We need to. Rising costs are wreaking havoc on state and federal budgets – and on the budgets of families and businesses across America.
Here’s the first reason for cautious optimism that we can make progress on health care costs: We mostly agree on the problem.
No matter what your political stripe, we can all agree that health care costs more than it should. Whether you love the national health care law or hate it, we all know consumers and small businesses need help getting a fair shake in the marketplace; whether you’re a patient or a doctor, we all know we need to improve the quality of care and do a better job at staying healthy.
The second reason is that a broad range of health care players mostly agree on the solutions.
Case in point: the National Coalition on Health Care, a coalition that NJPIRG is a part of through our national federation, just released a new policy package, Curbing Costs, Improving Care. This package reveals agreement – among a broad coalition of providers, health plans, consumer groups and businesses – on several key points:
- First, that America must get serious about reining in health care costs, not by cutting care and raising deductibles, but by reducing waste and focusing on preventive care.
- Second, that as Congress debates budget and deficit issues in the upcoming lame duck session, attempts to reduce federal health spending must not simply shift costs onto state budgets, businesses and consumers. Instead, we must build a sustainable health system for the long-term.
- Third, that we know how best to lower costs – through common sense solutions like cutting administrative waste, eliminating costly and preventable hospital errors, and boosting competition; by adopting smart innovations that help patients with chronic diseases like diabetes and heart disease stay their healthiest and out of the hospital; and by bolstering prevention and primary care so fewer people get chronic diseases in the first place.
From my perspective as a consumer advocate, I see enormous possibilities to advance many of these strategies immediately.
The New Jersey health insurance exchange currently awaiting Governor Christie’s approval – with similar marketplaces about to open in states across the country – can set high standards for quality and patient safety as well as boost competition. The new Accountable Care Organizations can make sure care is better coordinated between providers. And we can strengthen health insurance rate review to guarantee that insurers are cutting waste and paying providers in a way that encourages prevention and high quality care.
Of course there will be robust debate about the best ways to put solutions into practice, and about the pace at which these solutions are to be implemented.

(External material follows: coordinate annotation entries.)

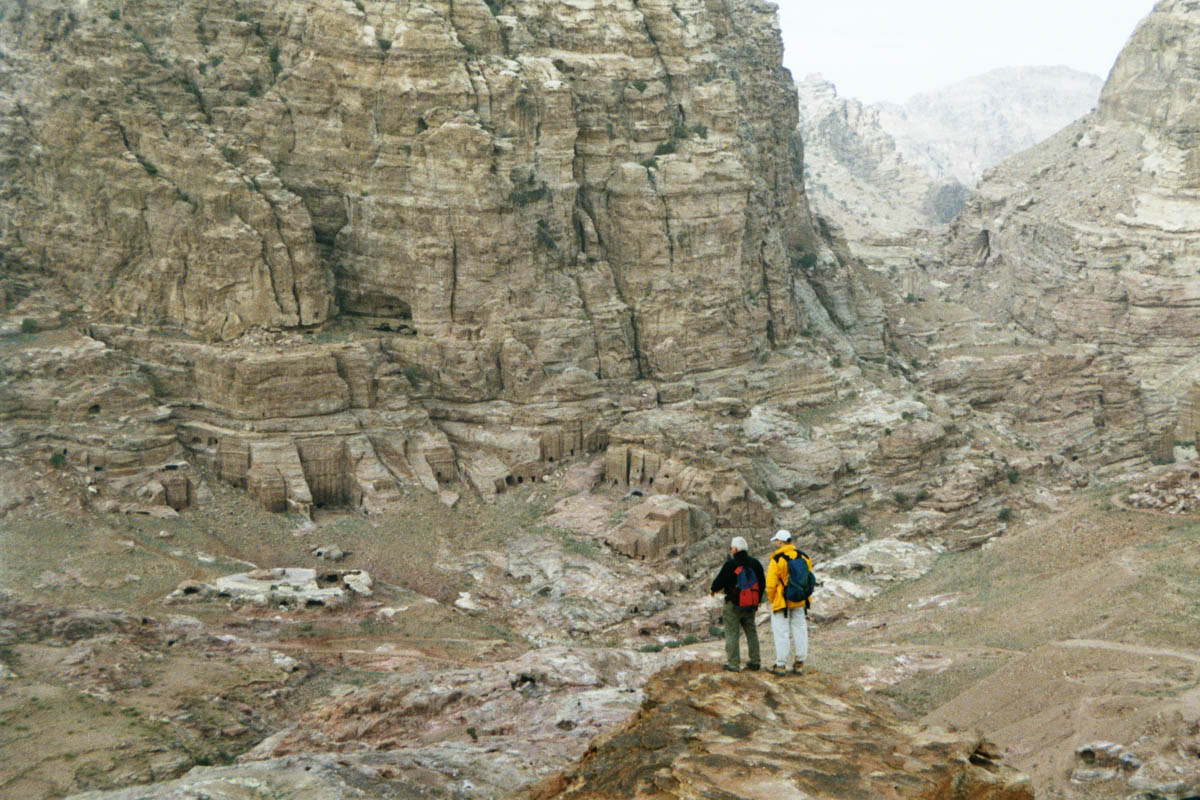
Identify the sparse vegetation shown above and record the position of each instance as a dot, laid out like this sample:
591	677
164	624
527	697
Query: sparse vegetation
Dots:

But given Americans’ fundamental agreement on the nature of the problem and on how to solve it, we ought to be able to put the most bitter of arguments behind us and chart this course together now.
There is widespread consensus across a broad set of players in the health care arena on the overall strategy needed to rein in costs – a strategy that will make health care more affordable while at the same time improving its quality. It is time for leaders in New Jersey and in Washington to roll up their sleeves and get to work.